BlackCitrus has already invested in a number of companies, including online auction site Fine Art Bourse, which Moss took on, he says, because he knew he could “incentivise Tim Goodman to head it up”. Goodman is the former executive chairman of auction giant Sotheby’s Australia. Then there was the investment in energy management start-up COzero, which BlackCitrus connected with Nippon Gas, the Japanese giant later taking a 16 per cent stake.
But for every start-up funded, Moss and Moradi fear many other good ideas miss out, even after innovation is well and truly on the radar of corporate Australia. “I think it’s great Telstra and KPMG and Deloitte are coming into the sector, the problem is they are just observing, they aren’t opening their own pockets,” Moss says. “I’ve seen them advise on accounting systems they could use internally, I’ve seen them advise on employment platforms they could use internally, or their clients could be using, so why can’t they bridge the gap between advising and backing?”
Moradi thinks that could be changing: “Particularly in financial technology where there are a lot of emerging businesses. I wouldn’t be surprised if some of the bigger players start investing in that space, otherwise they’ll miss the boat.”

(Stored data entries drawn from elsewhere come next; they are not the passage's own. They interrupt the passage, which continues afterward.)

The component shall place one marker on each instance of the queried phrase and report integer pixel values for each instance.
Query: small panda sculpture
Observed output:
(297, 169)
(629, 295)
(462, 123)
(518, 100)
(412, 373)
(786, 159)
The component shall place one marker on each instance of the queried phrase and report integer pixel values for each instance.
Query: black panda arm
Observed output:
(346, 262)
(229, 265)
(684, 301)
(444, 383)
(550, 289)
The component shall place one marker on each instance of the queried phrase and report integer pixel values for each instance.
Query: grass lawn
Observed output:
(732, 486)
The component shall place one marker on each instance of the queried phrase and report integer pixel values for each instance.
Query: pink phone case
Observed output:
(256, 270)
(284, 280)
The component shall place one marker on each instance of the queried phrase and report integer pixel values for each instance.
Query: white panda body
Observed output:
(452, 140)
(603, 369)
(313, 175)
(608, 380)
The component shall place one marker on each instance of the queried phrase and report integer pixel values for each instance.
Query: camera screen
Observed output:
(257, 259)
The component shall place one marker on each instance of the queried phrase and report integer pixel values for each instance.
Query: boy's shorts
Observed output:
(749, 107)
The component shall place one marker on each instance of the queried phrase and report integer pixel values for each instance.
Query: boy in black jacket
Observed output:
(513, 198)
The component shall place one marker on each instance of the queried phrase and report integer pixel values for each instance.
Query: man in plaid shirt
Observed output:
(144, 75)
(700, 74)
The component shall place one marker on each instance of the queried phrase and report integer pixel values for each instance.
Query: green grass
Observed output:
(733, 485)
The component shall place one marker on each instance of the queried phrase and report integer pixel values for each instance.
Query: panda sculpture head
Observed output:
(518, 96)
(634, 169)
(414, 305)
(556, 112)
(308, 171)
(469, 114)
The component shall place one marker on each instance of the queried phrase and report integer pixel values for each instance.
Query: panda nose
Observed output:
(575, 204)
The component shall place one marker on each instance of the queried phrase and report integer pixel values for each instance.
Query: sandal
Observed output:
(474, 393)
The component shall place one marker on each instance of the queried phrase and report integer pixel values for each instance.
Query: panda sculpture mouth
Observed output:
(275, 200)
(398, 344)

Moss’s next move will be a fund connecting Asian investors with Australian start-ups. “Australian investors are risk adverse, and they have a strong preference in investing in equities or companies with fixed returns. The appetite for investment from Asia is huge, but there is a lack of guidance once that money comes to Australia. They have had to be more open to speculative investment in the past, because you couldn’t just put your money in the bank and get a 4 per cent return, so by nature to build wealth it was usually through speculation.”